Two months spent living in Manhattan last year and one of the great disappointments of that time was that … hardly anybody speaks with “New York” accents in New York anymore, at least not in Manhattan (you know what I mean: “cawfee” is coffee, and – my personal favourite – “Lawngeyeland” is Long Island). Non-New Yorkers (and certainly Australians here in Australia) when hearing the words “New York” are fond of immediately imitating the thickest New York (Brooklyn-style) accent possible: “Nooo Yawk”.
Sure, except the accent’s going, going and soon to be gone, by 2015 or 2020, according to Columbia University linguists, partly because New Yorkers suffering from “linguistic insecurity”, says Kara Becker of Reed University.

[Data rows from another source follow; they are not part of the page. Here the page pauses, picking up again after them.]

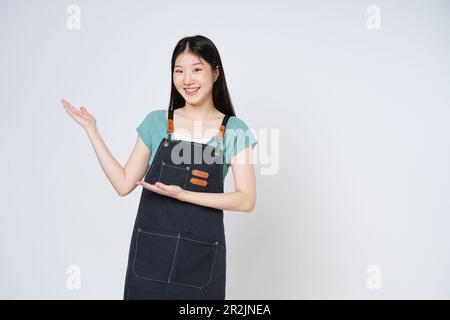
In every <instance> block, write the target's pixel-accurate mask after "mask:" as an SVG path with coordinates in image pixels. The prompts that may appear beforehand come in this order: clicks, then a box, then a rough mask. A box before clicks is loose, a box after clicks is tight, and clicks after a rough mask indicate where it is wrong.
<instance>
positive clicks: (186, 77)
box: [183, 72, 192, 86]
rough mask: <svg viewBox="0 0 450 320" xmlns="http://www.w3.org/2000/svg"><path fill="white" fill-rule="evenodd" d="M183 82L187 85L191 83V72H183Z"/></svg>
mask: <svg viewBox="0 0 450 320" xmlns="http://www.w3.org/2000/svg"><path fill="white" fill-rule="evenodd" d="M183 82H184V85H186V86H188V85H190V84H191V83H192V77H191V74H190V73H189V72H185V73H184V75H183Z"/></svg>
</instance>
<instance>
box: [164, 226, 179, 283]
mask: <svg viewBox="0 0 450 320" xmlns="http://www.w3.org/2000/svg"><path fill="white" fill-rule="evenodd" d="M178 242H180V234H178V237H177V245H176V246H175V253H174V254H173V260H172V266H171V267H170V273H169V278H168V279H167V282H168V283H170V277H171V276H172V270H173V265H174V263H175V258H176V256H177V251H178Z"/></svg>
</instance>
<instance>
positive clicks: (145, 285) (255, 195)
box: [62, 35, 257, 299]
mask: <svg viewBox="0 0 450 320" xmlns="http://www.w3.org/2000/svg"><path fill="white" fill-rule="evenodd" d="M171 71H172V81H171V94H170V103H169V107H168V110H167V111H166V110H164V109H159V110H154V111H152V112H150V113H149V114H148V115H147V116H146V117H145V119H144V120H143V121H142V122H141V123H140V125H139V126H138V127H137V132H138V137H137V140H136V144H135V146H134V149H133V151H132V153H131V155H130V157H129V159H128V161H127V163H126V164H125V167H122V166H121V165H120V164H119V163H118V162H117V160H116V159H115V158H114V157H113V155H112V154H111V153H110V151H109V150H108V148H107V146H106V145H105V143H104V141H103V140H102V138H101V136H100V133H99V131H98V129H97V127H96V120H95V118H94V117H93V116H92V115H91V114H90V113H89V112H88V111H87V110H86V108H84V107H81V108H80V110H78V109H77V108H75V107H74V106H72V105H71V104H70V103H69V102H68V101H66V100H64V99H62V104H63V106H64V108H65V110H66V111H67V112H68V113H69V115H70V116H71V117H72V118H73V119H74V120H76V121H77V122H78V123H79V124H80V125H81V126H82V127H83V128H84V129H85V130H86V132H87V134H88V136H89V138H90V141H91V143H92V145H93V147H94V150H95V152H96V154H97V157H98V160H99V162H100V164H101V166H102V168H103V171H104V172H105V174H106V176H107V178H108V179H109V181H110V182H111V184H112V185H113V187H114V188H115V190H116V191H117V193H118V194H119V195H121V196H125V195H127V194H129V193H130V192H131V191H133V190H134V188H135V187H136V186H137V185H140V186H142V187H143V189H142V193H141V199H140V203H139V208H138V213H137V217H136V220H135V225H134V228H133V233H132V237H131V244H130V251H129V257H128V267H127V273H126V279H125V290H124V299H225V278H226V277H225V276H226V243H225V231H224V224H223V210H230V211H241V212H251V211H253V209H254V207H255V202H256V185H255V174H254V168H253V164H252V162H253V161H252V154H251V151H252V147H254V146H255V144H256V143H257V141H256V138H255V137H254V136H253V134H252V132H251V131H250V130H249V128H248V126H247V125H246V123H245V122H244V121H243V120H242V119H240V118H238V117H236V116H235V112H234V108H233V105H232V103H231V99H230V96H229V93H228V88H227V83H226V80H225V74H224V70H223V66H222V62H221V59H220V55H219V52H218V51H217V48H216V46H215V45H214V44H213V43H212V41H211V40H209V39H208V38H206V37H204V36H200V35H197V36H193V37H185V38H183V39H181V40H180V41H179V42H178V43H177V45H176V47H175V49H174V51H173V54H172V60H171ZM230 165H231V168H232V172H233V176H234V181H235V191H233V192H226V193H225V192H224V190H223V181H224V177H225V176H226V174H227V172H228V168H229V166H230ZM142 178H144V179H143V181H141V179H142Z"/></svg>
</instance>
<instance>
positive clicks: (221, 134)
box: [165, 108, 230, 153]
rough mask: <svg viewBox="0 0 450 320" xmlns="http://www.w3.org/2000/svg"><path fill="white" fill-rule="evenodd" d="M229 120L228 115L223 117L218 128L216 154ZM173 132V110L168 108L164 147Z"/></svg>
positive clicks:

It was not always thus: while now the traditional New York accent is seen as the “second worst” in the United States (only the traditional southern drawl ranks lower), up until World War Two it was seen as very prestigious. But social mores and demographic change (including the large number of people who have moved into Manhattan from elsewhere in the last twenty or so years) have made profound changes to local speech patterns.
This news made it into today’s The Australian (21 January 2012) with an article by Will Pavia (from The Times). Interested in following this? A new documentary by Heather Quinlan about the New York accent is called If These Knishes Could Talk was featured on the Channel 13 (New York) website in August 2011.
So if you are interested in hearing the “real” (or historic) New York, you will need to spend less time in Manhattan and lots more time in Brooklyn, and hurry.